Although family history of CAD has been shown to be a significant predictor of CAD risk, a report has shown that this familial risk does not translate into spontaneous improvement in lifestyles of at-risk relatives (158). In the Coronary Artery Risk Development in Young Adults (CARDIA) study, CAD risk factors were assessed over two consecutive 5-year follow-up periods among 3950 participants aged 18 to 30 years. Kip et al (158)found that the occurrence of a heart attack or stroke in a young adult's immediate family member did not lead to self-initiated, sustained change in modifiable risk factors. These results argue that primary care clinicians may need to intervene actively with people with a family history of CAD, in whom the opportunities for prevention are substantial (3).
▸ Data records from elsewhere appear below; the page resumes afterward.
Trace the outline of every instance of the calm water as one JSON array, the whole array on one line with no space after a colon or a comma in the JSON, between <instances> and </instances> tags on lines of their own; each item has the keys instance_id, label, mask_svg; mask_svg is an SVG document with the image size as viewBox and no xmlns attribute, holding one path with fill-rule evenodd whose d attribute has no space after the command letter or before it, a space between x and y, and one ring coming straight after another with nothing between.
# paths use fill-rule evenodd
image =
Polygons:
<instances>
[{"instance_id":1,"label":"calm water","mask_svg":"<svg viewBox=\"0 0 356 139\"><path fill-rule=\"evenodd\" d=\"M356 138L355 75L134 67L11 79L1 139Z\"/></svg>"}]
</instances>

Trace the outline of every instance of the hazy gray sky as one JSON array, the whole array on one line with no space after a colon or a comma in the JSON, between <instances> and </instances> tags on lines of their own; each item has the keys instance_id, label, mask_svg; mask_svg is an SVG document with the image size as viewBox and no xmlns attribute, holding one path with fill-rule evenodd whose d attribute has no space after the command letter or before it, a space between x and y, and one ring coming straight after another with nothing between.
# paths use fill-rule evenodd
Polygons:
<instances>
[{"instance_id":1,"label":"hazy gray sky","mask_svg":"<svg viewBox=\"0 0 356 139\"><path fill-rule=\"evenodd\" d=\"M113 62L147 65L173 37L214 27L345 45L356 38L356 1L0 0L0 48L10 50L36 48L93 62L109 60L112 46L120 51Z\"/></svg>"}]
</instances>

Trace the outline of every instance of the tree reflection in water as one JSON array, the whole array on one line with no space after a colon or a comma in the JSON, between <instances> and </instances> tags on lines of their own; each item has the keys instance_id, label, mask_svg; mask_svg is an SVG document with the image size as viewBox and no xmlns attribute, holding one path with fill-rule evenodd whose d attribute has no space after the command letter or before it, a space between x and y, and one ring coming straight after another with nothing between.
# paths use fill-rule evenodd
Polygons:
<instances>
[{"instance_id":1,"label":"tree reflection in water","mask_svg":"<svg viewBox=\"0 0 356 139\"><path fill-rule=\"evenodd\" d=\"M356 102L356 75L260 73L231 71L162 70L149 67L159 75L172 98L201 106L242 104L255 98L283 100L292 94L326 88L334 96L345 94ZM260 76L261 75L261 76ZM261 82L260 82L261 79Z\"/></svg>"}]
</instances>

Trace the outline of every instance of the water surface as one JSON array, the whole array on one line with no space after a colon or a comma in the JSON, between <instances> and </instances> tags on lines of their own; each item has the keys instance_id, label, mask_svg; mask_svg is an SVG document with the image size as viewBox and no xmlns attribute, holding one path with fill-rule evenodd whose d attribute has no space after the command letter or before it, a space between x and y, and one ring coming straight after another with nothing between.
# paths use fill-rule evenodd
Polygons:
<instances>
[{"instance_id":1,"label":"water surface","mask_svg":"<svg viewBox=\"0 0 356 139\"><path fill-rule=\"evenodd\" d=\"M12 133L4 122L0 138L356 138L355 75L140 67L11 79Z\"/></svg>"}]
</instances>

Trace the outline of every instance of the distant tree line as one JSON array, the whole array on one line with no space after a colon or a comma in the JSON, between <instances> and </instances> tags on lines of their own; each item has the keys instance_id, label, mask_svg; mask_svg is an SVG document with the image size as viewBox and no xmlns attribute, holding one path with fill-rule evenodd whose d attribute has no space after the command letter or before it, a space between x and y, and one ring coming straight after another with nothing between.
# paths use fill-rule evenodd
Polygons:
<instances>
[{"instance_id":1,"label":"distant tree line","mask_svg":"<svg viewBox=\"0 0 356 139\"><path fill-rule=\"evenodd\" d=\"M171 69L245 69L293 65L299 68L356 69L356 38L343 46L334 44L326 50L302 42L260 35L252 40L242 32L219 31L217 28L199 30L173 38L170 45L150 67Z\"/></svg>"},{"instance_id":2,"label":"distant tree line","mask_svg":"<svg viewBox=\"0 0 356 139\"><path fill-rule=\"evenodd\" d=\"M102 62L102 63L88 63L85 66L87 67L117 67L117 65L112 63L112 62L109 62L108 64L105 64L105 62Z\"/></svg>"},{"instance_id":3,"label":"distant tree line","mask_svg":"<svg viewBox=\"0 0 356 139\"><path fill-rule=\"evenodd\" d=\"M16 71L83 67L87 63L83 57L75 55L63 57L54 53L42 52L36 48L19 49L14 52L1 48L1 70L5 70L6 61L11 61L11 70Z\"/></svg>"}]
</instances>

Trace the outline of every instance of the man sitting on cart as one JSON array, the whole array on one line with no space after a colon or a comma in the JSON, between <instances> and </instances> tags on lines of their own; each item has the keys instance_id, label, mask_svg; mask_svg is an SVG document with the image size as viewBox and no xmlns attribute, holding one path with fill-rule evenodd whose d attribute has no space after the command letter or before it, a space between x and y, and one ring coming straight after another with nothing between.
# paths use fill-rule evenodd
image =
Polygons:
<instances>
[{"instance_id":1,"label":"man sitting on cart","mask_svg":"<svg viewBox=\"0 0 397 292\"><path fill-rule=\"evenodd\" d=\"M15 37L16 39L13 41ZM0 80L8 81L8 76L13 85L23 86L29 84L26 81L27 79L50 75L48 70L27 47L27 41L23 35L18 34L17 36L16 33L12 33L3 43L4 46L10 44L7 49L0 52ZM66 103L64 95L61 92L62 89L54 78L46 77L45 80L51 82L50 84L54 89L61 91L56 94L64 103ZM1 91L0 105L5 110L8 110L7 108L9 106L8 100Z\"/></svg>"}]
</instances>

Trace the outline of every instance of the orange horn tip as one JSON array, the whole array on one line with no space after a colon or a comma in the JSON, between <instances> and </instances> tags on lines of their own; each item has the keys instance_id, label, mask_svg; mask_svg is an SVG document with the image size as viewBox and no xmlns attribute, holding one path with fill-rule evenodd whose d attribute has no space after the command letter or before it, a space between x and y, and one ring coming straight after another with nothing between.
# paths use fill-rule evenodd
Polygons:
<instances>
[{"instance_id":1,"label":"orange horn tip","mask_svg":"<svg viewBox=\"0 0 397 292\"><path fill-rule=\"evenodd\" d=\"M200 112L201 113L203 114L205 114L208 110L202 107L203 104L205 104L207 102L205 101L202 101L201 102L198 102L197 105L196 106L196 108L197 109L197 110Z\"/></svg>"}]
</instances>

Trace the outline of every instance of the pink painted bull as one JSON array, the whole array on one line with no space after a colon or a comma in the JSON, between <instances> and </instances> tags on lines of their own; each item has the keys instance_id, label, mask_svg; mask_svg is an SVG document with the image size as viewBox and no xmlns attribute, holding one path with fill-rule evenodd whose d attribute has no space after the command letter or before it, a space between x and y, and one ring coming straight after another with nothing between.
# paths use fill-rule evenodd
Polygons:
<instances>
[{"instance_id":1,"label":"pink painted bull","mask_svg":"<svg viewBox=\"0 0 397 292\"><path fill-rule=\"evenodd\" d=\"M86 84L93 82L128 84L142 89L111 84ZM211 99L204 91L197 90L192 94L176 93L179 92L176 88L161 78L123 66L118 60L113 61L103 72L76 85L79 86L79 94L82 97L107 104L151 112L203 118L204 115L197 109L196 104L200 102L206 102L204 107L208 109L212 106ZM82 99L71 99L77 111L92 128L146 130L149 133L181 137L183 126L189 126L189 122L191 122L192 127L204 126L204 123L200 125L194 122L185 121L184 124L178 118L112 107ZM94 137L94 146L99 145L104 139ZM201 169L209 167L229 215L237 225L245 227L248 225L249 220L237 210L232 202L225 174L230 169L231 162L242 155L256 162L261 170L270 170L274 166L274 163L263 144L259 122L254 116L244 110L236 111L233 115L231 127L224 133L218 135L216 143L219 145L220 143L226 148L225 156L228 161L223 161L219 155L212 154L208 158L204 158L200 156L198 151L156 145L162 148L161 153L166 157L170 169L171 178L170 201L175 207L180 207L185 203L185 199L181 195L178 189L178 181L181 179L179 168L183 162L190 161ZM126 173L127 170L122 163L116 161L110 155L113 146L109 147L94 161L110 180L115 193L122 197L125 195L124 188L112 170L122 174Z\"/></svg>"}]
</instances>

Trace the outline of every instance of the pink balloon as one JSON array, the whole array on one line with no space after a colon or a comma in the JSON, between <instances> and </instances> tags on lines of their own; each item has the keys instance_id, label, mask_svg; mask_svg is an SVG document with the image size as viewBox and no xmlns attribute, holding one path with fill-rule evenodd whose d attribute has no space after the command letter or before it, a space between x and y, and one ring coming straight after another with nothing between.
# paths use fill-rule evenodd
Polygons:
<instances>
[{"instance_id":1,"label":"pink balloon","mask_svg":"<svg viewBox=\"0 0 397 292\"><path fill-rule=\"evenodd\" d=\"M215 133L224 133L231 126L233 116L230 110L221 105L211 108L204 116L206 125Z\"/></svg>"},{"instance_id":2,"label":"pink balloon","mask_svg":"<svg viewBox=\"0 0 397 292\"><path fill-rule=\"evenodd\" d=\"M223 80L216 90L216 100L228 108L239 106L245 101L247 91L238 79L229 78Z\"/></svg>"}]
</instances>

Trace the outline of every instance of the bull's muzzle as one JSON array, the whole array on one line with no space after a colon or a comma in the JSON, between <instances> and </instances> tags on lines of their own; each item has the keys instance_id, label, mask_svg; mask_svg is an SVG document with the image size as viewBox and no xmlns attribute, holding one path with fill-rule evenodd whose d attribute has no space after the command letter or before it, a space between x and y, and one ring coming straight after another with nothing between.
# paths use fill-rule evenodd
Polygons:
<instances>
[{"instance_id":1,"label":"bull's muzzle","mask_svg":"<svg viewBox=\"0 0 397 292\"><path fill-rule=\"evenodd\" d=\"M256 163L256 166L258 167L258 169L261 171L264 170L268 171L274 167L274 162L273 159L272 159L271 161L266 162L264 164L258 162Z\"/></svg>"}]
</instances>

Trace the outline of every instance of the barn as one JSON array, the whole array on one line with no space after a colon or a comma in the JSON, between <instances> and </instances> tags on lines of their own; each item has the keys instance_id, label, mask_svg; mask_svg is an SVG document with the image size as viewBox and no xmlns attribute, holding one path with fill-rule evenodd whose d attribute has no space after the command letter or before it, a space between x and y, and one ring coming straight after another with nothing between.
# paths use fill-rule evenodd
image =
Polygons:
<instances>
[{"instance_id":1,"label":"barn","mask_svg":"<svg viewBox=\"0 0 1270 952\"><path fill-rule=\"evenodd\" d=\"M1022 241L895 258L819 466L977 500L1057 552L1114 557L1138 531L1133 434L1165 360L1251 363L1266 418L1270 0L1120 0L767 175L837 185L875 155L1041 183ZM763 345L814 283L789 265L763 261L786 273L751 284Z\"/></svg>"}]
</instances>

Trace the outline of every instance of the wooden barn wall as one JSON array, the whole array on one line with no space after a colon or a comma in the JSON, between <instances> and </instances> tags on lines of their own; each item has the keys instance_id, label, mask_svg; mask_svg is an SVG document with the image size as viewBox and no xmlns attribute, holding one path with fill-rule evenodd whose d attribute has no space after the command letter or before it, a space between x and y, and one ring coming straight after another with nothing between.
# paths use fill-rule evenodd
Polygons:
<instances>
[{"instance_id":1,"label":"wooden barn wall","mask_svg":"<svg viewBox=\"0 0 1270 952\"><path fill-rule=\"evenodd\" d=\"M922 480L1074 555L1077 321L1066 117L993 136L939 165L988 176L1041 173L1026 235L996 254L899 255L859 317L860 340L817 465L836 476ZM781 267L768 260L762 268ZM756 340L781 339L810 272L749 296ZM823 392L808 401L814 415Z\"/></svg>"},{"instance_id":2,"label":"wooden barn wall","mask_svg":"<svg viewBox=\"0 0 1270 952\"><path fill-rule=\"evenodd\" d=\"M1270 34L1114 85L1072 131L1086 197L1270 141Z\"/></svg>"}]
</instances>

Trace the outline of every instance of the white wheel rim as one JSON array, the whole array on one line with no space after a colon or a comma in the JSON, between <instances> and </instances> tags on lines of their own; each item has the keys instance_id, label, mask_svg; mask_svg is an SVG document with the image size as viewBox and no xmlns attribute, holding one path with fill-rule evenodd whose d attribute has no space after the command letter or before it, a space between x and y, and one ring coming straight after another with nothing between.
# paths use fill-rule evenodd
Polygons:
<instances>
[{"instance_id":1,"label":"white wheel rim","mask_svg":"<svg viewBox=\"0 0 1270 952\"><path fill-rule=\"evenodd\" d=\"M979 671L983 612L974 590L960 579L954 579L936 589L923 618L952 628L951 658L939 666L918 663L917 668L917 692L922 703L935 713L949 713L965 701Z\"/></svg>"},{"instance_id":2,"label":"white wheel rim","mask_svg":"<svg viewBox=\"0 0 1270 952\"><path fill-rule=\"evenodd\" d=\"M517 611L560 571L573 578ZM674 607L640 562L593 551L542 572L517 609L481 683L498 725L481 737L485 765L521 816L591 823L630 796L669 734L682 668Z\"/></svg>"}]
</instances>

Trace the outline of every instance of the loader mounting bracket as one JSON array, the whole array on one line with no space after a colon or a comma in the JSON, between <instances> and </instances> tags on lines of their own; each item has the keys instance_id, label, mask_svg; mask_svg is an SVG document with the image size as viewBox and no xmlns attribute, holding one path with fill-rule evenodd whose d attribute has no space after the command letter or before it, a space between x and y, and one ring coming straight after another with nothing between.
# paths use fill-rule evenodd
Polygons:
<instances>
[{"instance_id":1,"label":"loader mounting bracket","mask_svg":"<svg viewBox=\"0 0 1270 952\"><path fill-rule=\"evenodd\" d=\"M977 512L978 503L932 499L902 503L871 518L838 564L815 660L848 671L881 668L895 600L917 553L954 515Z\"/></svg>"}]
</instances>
Because most of the established and emerging risk factors for CAD aggregate in families, a family-based approach to risk factor modification ought to be an effective strategy, and this has been shown in a few studies (159) (160) (161). Lifestyle changes, such as dietary modification, weight control, and smoking cessation, are likely to be more effective when delivered to the family than to an individual because family members can influence each other and provide ongoing support to one another.